Question about which tools to use, bugs, the best way to implement a function, etc should go here. Don't forget to see if your question is answered in the wiki first! When in doubt post here.
Is it possible to use link time optimization when building a kernel with a cross compiler?
I'm using gcc 5.3.0, with target i686-elf. Just adding the -flto option (to both the compile and link flags) results in the following error at link time:
It's definitely possible (LTO helps me very much with AVR and ARM targets) but when you build cross-compiler on your own, some things may go wrong. What flags did you use while ./configure'ing binutils and gcc?
I think one should specify --enable-lto or --enable-languages=c,c++,lto (although documentation states that if you omit both flags, LTO is enabled by default).
Here's the output of cross-compiler from Debian package:
Thanks. I tried it out, but it doesn't seem to make a difference. However, I've managed to narrow down the issue to one function which uses inline assembly and seems to cause the error:
This inline assembly is indeed a problem. With the g constraint, the compiler may choose any general purpose register (in addition to memory or immediate operands), including the registers you clobber using the mov instructions. Instead of using mov to fill each register, use the correct constraints to fill each register (a, c, D).
However, I still don't understand how the previous version generated an operand type mismatch, as mov should be able to handle anything allowed by the "g" constraint. Can you please explain?
To be sure one would have to check the temporary assembler file that is generated, but I would guess that gcc has chosen one of the three registers to be the same as on the other side of the mov instruction (which is perfectly legal by the constraint, since any general purpose register is allowed), but you cannot do a mov from a register to itself.
'g' allows gcc to choose the most appropriate available register (or indeed a memory location). It is probably choosing a 16-bit register for your uint16_t value, then the assembly becomes something like 'mov %%bx, %%eax', which is invalid.
If you were using an instruction other than a word-length one (i.e. stosw), you should probably also cast the val to a uint32_t first. This is because when you assign the 'val' variable to the "a" constraint, gcc does not have to use a 32-bit assign and the upper 16-bits of the register may be undefined.

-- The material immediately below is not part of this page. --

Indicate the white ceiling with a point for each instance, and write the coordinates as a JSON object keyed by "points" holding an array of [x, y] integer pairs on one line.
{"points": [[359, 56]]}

The more explicit you are when writing inline assembly, the more likely things are going to go wrong when mixing operand sizes and similar concepts where the simplest instruction is not the one you necessarily want. See jnc100's example of "movl %bx, %eax" being invalid. You explicitly specified the MOV instruction, so GCC tries to fit in what it can and fails with an operand size mismatch when it can't. The correct instruction in this case would be MOVZX.

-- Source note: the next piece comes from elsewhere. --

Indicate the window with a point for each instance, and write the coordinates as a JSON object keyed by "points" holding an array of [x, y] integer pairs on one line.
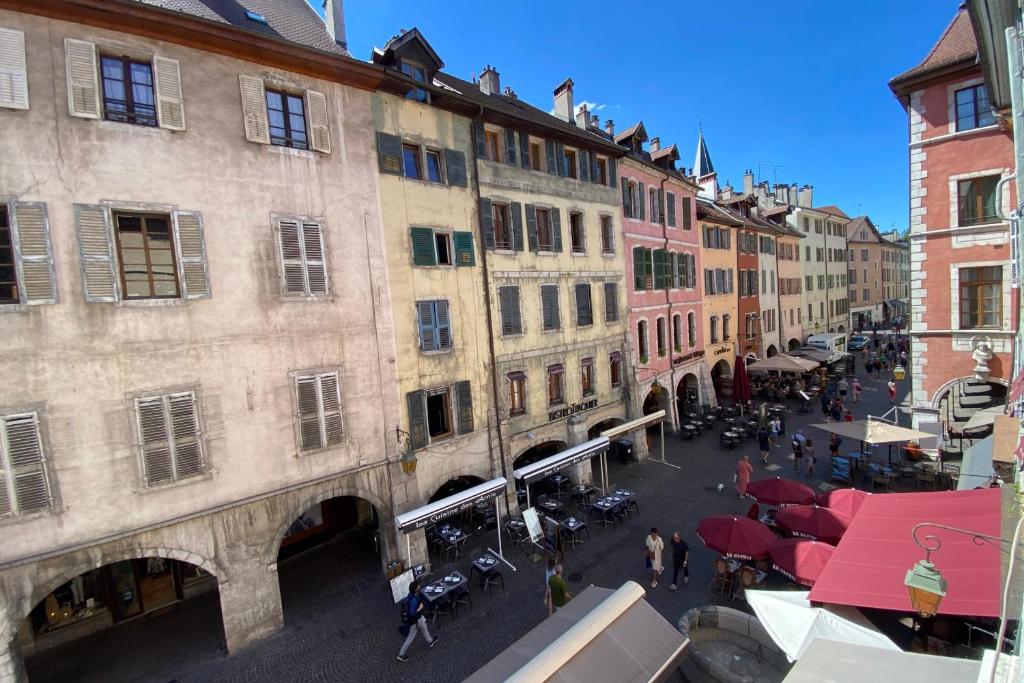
{"points": [[973, 110], [145, 254], [25, 486], [517, 393], [508, 301], [615, 369], [577, 233], [981, 297], [555, 381], [607, 236], [585, 313], [318, 401], [435, 325], [549, 306], [977, 201], [128, 91], [587, 376], [169, 437]]}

The correct paradigm, however, is to let the compiler generate the appropriate instruction sequences for handling the registers you specify in the constraints section.
Thanks for the information. Using constraints to fill the registers sorts out this particular error. Given that the register values are changed by "rep stosw", however, should the constraints also include the "+" modifier (see below)? For example, if the function is inlined, seems like the compiler needs to know the side effects to generate correct code.